When you have in your hands an award-winning author’s first non-fiction book, it generates certain expectations. One assumes it will be well-written, engaging, perceptive, with somewhat tongue-in-cheek as well. There is all this and more; there is sympathy, truth telling, and, predictably in her endearing manner, Kavery calls a spade a spade.

A story to tell

She takes us on her well-documented journey with medicine, through the classrooms, introduces us to cadavers, on to internships, house surgeoncy, choosing a specialisation, studying abroad, exams, the anxiety of working abroad, the anxiety of doing well, the blessings of being guided by masters and the horrors of bad surgeons... Everyone who’s been through the thresher of a medical education likely has a story to tell, but this story is one which is well told, and with sympathy and awareness.

Ultimately, the best narratives are those of the stories of people. That’s how Kavery lets this book talk too, through the people she meets, the patients, their attenders, the nuns, the nurses, the swamis, the surgical assistants, the duels she fights with the human body, and in nearly every single story there is also a larger life lesson to be derived.

Sometimes it is about the right bedside manner, even about the right skillsets for surgery; it exposes avarice, other times lethargy, sheer stupidity, and is often about the increasing dominance of the private health sector, and harps on inequities in health care.

Kavery carefully removes any bewilderment the reader might have by settling everything in a neat context, achieving that through a measure of using data, recounting exact accounts, using reference texts, and setting the age-specific social, cultural, political and gender context as and when required.

Few are spared too, especially medical professionals who fall short, while patients, never mind how difficult they are, get a sympathetic understanding.

Lessons from life

Notably, from someone who gave up a lucrative career to work in poor resource settings in remote Bihar and Uttar Pradesh, the angst sounds well intentioned, angry, and rings right.

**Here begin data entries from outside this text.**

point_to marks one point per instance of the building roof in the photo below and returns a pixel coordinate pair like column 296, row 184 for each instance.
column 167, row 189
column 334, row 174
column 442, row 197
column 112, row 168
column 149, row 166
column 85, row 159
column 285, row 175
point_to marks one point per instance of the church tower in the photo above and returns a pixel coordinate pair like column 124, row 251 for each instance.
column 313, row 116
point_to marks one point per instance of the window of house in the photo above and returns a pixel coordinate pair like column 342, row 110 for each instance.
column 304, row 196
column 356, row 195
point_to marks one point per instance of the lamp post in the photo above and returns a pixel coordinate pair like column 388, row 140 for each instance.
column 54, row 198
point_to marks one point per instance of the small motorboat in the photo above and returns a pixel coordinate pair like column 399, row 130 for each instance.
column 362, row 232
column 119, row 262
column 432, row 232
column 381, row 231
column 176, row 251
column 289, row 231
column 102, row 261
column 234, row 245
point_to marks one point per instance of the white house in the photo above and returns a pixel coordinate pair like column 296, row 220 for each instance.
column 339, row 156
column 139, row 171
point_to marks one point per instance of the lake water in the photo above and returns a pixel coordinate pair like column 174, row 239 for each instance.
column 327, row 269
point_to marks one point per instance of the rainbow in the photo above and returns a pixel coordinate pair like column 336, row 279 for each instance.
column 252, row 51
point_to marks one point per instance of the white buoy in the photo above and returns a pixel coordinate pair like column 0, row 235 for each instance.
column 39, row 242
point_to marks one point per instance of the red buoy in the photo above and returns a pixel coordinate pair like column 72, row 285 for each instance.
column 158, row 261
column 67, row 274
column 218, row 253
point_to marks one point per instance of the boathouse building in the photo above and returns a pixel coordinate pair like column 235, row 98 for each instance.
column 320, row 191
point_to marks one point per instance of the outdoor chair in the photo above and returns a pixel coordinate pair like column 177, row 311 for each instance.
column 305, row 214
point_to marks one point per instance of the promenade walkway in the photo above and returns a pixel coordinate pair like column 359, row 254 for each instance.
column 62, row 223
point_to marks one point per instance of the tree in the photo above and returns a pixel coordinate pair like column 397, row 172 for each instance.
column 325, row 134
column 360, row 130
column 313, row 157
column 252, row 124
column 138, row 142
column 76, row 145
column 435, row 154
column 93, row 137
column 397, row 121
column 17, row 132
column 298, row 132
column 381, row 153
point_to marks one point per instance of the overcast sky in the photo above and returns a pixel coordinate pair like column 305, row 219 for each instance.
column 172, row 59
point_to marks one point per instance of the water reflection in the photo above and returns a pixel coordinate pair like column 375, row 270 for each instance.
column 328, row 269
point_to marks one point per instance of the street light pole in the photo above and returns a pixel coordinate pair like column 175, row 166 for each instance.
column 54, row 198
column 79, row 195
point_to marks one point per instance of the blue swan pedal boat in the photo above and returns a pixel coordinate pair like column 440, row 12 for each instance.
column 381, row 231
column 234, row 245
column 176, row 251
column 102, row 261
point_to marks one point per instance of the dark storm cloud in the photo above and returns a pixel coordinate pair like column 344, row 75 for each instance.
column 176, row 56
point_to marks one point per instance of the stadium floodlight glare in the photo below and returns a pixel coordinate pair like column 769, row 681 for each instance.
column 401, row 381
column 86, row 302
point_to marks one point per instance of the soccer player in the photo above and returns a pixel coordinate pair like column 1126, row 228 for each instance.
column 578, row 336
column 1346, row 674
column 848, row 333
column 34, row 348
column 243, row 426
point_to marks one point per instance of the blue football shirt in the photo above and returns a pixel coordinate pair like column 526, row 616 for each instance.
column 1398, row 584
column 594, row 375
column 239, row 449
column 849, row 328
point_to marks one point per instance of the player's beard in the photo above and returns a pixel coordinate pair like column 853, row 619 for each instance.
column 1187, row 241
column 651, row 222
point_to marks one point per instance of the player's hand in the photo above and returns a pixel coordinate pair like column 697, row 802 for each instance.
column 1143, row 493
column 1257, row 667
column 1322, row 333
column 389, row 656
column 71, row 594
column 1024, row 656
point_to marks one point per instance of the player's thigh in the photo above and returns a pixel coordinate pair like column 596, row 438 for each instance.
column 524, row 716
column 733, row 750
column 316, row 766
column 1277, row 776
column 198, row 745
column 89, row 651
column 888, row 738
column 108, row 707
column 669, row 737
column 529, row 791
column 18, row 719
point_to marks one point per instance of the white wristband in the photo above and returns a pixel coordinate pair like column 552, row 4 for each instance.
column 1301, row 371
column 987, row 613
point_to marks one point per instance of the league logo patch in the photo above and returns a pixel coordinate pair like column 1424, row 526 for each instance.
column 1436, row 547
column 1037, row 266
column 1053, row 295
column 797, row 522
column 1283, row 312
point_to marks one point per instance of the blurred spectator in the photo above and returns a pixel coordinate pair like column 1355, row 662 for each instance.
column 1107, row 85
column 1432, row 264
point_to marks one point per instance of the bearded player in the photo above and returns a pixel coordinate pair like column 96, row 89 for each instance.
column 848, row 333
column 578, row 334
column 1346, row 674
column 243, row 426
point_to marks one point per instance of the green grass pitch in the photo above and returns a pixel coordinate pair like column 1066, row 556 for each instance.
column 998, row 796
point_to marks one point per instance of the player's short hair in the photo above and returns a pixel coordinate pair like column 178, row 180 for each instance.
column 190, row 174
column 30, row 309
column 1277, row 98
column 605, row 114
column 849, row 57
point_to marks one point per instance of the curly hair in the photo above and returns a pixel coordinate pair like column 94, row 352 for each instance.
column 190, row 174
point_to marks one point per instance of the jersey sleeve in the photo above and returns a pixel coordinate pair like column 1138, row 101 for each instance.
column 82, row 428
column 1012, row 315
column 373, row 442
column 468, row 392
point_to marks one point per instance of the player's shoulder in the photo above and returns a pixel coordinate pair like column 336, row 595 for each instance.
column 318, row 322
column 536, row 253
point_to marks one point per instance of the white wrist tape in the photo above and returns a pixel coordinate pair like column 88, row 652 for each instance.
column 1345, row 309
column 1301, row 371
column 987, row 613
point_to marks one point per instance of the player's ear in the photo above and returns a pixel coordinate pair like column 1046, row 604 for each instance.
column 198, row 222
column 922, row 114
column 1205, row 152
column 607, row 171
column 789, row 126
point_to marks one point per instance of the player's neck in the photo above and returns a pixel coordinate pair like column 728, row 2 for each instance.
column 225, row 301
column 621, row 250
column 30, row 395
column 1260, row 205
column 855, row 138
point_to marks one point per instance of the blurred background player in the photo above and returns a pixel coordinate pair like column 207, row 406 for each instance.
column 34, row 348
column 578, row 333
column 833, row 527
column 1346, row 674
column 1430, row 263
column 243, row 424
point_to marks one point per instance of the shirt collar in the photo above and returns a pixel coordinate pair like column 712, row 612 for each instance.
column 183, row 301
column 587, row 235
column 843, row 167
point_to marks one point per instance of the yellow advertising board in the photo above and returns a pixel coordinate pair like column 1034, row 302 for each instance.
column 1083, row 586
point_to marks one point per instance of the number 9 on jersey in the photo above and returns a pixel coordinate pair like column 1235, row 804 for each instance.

She seems justified shaking her fists at the powers that be, with concerns about serving everyone with the same level of care, private versus public health care, reducing out of pocket expenditure, and a burning desire to enforce an ethical and scientific medical practice, to mention a few.

There is one chapter in the book that stands out; it is visceral writing, an account of losing her husband and poet Vijay Nambisan to cancer. Few accounts exist in the genre that speak of love, longing, loss and pain with such intimacy and power that they shatter the last remaining sangfroid of the reader, unsettling something inside.

Even when she’s no longer a wallflower, this book works.

A Luxury Called Health; Kavery Nambisan, Speaking Tiger, ₹599.